I would also add another linked point. Emerging markets would do well to broaden their financial intermediation systems in future. There are clear advantages to be had from avoiding excessive reliance on banks. Measures to promote domestic bond markets are well worth considering. Of course low and stable inflation is an important prerequisite, but there may be other tax and market infrastructure issues to consider as well.
Beyond these pre-conditions, there is of course the need for appropriate regulatory institutions, and for those institutions to be given the power and independence to pursue the good principles of supervision which are available, in the well specified form, from the international groupings of regulators. The appropriate institutional arrangements will certainly vary, country by country, depending on the nature of their public institutions, on the one hand, and on the structure of the financial markets, on the other. In some cases it may be appropriate for banking, securities and insurance supervision to be carried out separately. That may be so, for example, where the sectoral divisions are enshrined in law, as has been the case until very recently in the United States, for example.
In a country like the United Kingdom, where there are no impediments to banks owning insurance companies, or vice versa, and where both can engage in securities business, there is in my view a powerful case for a single regulatory institution, as we have now established, following models pioneered in Scandinavia. We have since been followed by Japan and Korea, among others.
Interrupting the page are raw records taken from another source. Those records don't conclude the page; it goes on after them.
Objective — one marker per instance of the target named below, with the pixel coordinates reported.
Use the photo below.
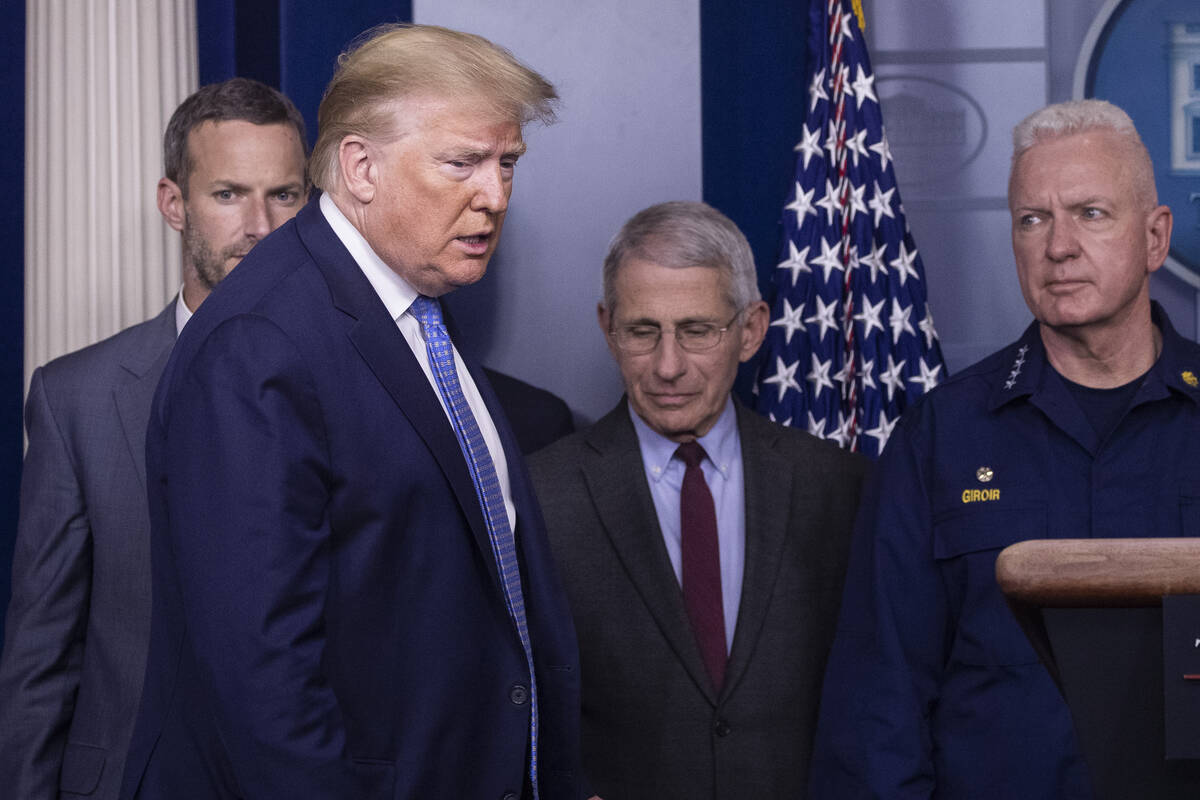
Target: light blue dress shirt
(724, 475)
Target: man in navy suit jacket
(329, 618)
(79, 618)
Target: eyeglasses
(693, 337)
And what of the rôle of the central bank? Here, again, I do not think that there is a general answer, applicable at all times and in all countries. We have reached the view that, in the UKs circumstances, it makes sense to separate banking supervision from the monetary authority. That is partly, indeed perhaps very largely, because we believe that banking, securities and insurance supervision should be put together. And securities supervision, particularly the investor protection dimensions, are not the natural habitat of central banks. The government also took the view that it would be easier for the Bank of England to establish its credibility as an independent monetary institution if it were not at the same time engaged in the messy, and sometimes mucky business of banking supervision! Bank failures there inevitably will be, even in the best regulated market perhaps particularly in the best regulated market, I might add! (Since, following my earlier strictures about the rôle of markets, a financial system in which bank failure was impossible would be highly unlikely to be the most efficient and effective system available).
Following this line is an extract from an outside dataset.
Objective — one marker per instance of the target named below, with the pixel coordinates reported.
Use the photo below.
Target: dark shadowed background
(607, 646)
On the other hand, in countries where the central bank is well established as an independent institution, and where the interplay between the banking system and the governments finances, perhaps because of state ownership, or state run programmes of lending, is close, then one can see a stronger argument for central bank involvement in banking supervision.
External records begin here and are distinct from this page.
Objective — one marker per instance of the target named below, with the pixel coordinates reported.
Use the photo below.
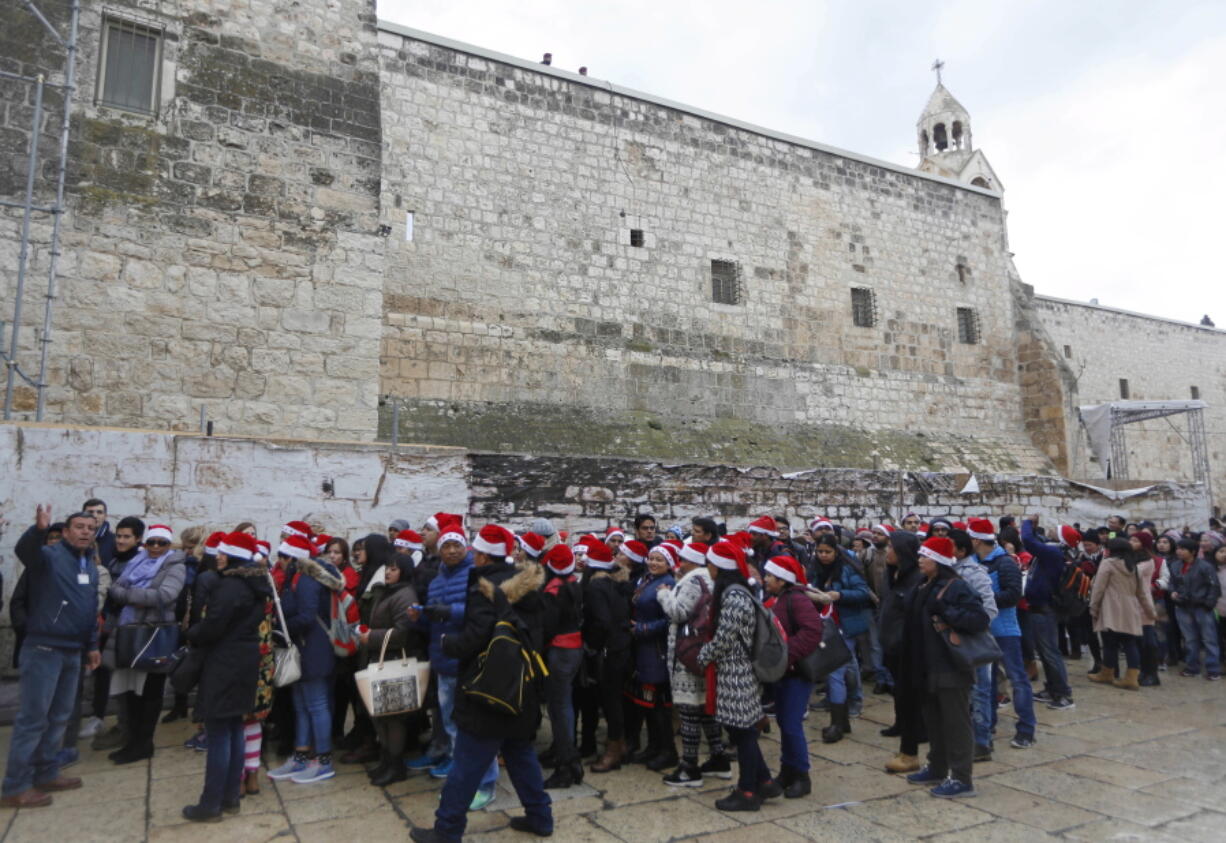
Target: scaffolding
(68, 43)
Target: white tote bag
(392, 688)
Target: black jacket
(520, 596)
(228, 634)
I think it is fair to say that, internationally, there is a modest trend towards the separation of monetary and supervisory responsibilities, but that is certainly not true everywhere, and a recent paper from some academic enthusiasts for merging banking, securities and insurance supervision has argued that, in many developing countries, the central bank remains the most appropriate home for prudential supervision.
I would re-emphasise that, in my view, independence and the ability to take unpopular decisions and carry them through is far more important than the title of the institution, or its relationship with the central bank or ministry of finance.
Lastly, and this is always a popular point to make to institutions responsible for financial supervision, it is vital to have well staffed, well trained and well paid financial regulators! It is a struggle, everywhere, to maintain a strong cadre of regulators. While financial institutions complain about regulators, often rather vociferously, they also show an enormous appetite for recruiting and employing their staff. We find that the right structures and disciplines are created if the regulator is as close as possible to the market place and, in particular, if the regulator is paid for by financial institutions themselves. That is the case in London. It does not resolve all funding problems, but it does mean that if we need to raise more funds because market salaries are rising, then the institutions concerned can understand the point, and indeed have the basis to contest it if it is wrong. So I am strongly in favour of market based funding systems for regulators, which put the incentives for economy and efficiency, on the one hand, and for maintaining appropriate levels of expertise on the other, in the right place. It also has the optical benefit of achieving a reduction in recorded levels of public expenditure, something which ministries of finance around the world are devoted to achieving.
Conclusions
As I close, I will try briefly to summarise the argument I have attempted to make this evening.
The financial market crises of 1997 and 1998 vividly illustrated the need for reform in the international financial system. Much of the early debate around that reform centred on proposals for a new international financial architecture, and for new international institutions. Some have been disappointed that only modest institutional changes the establishment of the G20 and the Financial Stability Forum have been forthcoming and have, in my view wrongly, concluded that little has changed.
But my own analysis suggests that, below the parapet, so to speak, there are more important and far reaching changes underway in the international financial plumbing than has generally been perceived. Indeed it is arguable that those changes, taken together, amount to a quiet revolution in international financial regulation with, for the first time, the monitoring and compliance muscle of the international financial institutions linked to the standard setting expertise of the regulatory clubs. Much of the framework is now in place; a great deal of work and hard political decisions lie ahead in making it a reality worldwide.
That new alliance, reinforced a by a renewed awareness around the world of the huge public costs of financial system failures, should gradually create stronger pressures on countries to engage in financial system reform and restructuring programmes. It will create greater pressure, too, for implementation of the core principles of good supervision, established by Basel, IOSCO and the IAIS. And it will throw sharp focus on the nature of the national regulatory institutions in place, and the status and quality of those institutions, which are responsible for promoting and policing good practice.
There is no one simple institutional model which can be recommended for universal application. And each country will wish to assess the pros and cons of different structures, in the light of their own financial markets and political structures. The developed countries offer a range of working models from which to choose. What is crucial is to ensure that the regulatory institutions have the independence and authority to take firm, sometimes unpopular decisions in a timely manner.
Finally, let me add one reality check. I do not think that all of this reform, all this market surveillance, all this regulatory good practice, will produce a world free of financial crises. Financial markets are inherently unstable. They are there to manage and intermediate risk. They will go up and down, sometimes dramatically.
We should not try to prohibit this volatility. Of course we want to be in a position where we can manage crises, and mitigate their worst effects. But a realistic aspiration might be to design a system which will cope with three of the next five crises, rather than five of the next three. Or to put it another way, if we over-control, we will damage the economic utility of the very markets we are trying to develop. So I wish you a volatile, but not too volatile, future.